Pagine

venerdì 2 aprile 2010

IL CUORE NERO DELLA GIUSTIZIA

Non era buio. Una debole lama di luce fendeva l’oscurità della stanza dove infinite tonalità di nero si sovrapponevano per impedirgli di vedere chiaramente. E standosene con gli occhi chiusi, in silenzio e completamente rapito dai suoi pensieri, ciò che meno poteva contare in quel momento, era se fosse o meno immerso nel buio di una stanza.

Percepiva istintivamente la freddezza delle nudi pareti di acciaio, mentre il tavolo su cui poggiava i gomiti, in legno sintetico magistralmente lavorato, lo lasciava indifferente. Il soffitto di nero metallo vivente era uno spettacolare ribollire di gorghi e vortici sinuosi, generati dalla percezione catalizzante delle emozioni provate da quello che in quel momento doveva essere l’unico essere vivente presente nel locale. Sul tavolo, spoglio e asettico, poggiava un piatto di plastica bianca. Un tozzo pomodoro dall’intenso color rubino se ne stava immobile e solitario, lasciandosi contemplare.

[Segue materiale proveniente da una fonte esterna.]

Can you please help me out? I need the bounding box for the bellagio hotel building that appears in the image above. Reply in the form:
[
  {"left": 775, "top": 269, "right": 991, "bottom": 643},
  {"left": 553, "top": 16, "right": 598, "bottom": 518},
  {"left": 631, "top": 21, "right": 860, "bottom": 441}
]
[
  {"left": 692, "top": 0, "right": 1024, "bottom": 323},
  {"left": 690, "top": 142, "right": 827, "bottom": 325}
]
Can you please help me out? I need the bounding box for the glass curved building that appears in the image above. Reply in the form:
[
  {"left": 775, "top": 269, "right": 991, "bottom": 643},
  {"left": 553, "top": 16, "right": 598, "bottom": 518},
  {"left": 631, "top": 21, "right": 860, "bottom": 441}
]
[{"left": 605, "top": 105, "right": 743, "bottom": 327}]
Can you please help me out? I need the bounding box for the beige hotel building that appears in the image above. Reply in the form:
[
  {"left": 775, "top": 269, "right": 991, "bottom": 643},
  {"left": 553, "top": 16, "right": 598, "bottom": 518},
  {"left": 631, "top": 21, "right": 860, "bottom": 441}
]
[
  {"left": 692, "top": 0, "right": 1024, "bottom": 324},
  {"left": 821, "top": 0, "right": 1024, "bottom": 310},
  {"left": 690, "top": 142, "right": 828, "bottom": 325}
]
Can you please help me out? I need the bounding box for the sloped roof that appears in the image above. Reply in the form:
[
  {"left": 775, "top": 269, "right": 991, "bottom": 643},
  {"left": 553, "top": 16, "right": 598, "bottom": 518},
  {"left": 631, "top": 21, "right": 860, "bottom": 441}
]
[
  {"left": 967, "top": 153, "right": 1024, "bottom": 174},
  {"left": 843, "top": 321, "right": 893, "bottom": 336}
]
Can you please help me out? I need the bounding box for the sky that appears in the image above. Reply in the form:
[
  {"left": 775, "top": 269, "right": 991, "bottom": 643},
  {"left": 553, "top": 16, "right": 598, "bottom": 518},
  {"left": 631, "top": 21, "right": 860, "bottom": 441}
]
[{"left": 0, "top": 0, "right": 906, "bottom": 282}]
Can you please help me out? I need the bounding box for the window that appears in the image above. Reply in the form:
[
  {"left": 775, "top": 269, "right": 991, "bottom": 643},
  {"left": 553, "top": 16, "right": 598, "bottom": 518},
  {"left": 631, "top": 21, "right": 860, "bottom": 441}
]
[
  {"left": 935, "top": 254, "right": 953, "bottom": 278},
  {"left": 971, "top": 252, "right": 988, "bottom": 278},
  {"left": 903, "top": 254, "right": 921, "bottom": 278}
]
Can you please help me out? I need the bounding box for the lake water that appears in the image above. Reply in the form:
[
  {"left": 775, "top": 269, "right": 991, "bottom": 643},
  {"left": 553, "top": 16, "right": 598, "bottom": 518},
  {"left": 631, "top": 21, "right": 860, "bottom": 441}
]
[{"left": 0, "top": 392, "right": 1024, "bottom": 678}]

Quello era il giorno stabilito.

Ciò che stavano per fare andava al di là di ogni possibile questione etica o morale. Non aveva dubbi sul fatto che la ragione fosse dalla loro: la storia gli avrebbe reso giustizia. Com’era d’altronde possibile che qualche migliaio di persone, sparse per tutto il mondo, pronte a quell’immane sacrificio, potesse anche solo lontanamente fallire lasciando così che il resto dell’umanità perseverasse stoicamente e ciecamente nell’errore? Si sorprese accorgendosi di come un dubbio che lo aveva assalito qualche anno prima, quando aveva abbracciato la causa, si fosse assopito per poi ripresentarsi in tutto il suo contradditorio splendore proprio nel giorno della grande prova.
Guardò fugacemente in un angolo alla sua destra: il globo luminoso era spento. Non emanava la sua consueta soffusa ed ipnotica luce azzurrognola, come in tutte le altre cellule abitative, dove invece, in quel preciso momento, altri globi vagavano per gli ambienti rischiarando mestamente gli anfratti più bui, come lucciole cibernetiche assetate di oscurità. Il globo sembrava addormentato, pronto a non accendersi mai più e disposto come tutti loro ad immolarsi per una causa superiore: si sarebbe ricoperto di polvere e molto semplicemente, senza che nessuno si degnasse di cercarne il motivo, sarebbe rimasto lì per sempre, inoperoso e inutilizzato. Anche per lui e gli altri “disturbatori della quiete pubblica” ci sarebbe stata tanta indifferenza? No. Non questa volta. E anche il globo luminoso avrebbe avuto il suo momento di gloria: l’aveva sabotato. Appena gli Agenti del Sindacato fossero arrivati per prenderlo in consegna, si sarebbe attivato segnalandogli il loro arrivo, così da permettergli di portare a termine la missione. Non dubitava che sarebbero arrivati presto e sogghignò compiaciuto scorgendo nella penombra il braccio sinistro che da qualche minuto aveva smesso di sanguinare. Chissà che espediente e che accorgimenti avevano preso gli altri suoi compagni per sincronizzare l’operazione? Non doveva mancare molto, ormai. Era più che certo che in meno di un’ ora tutto si sarebbe concluso rapidamente.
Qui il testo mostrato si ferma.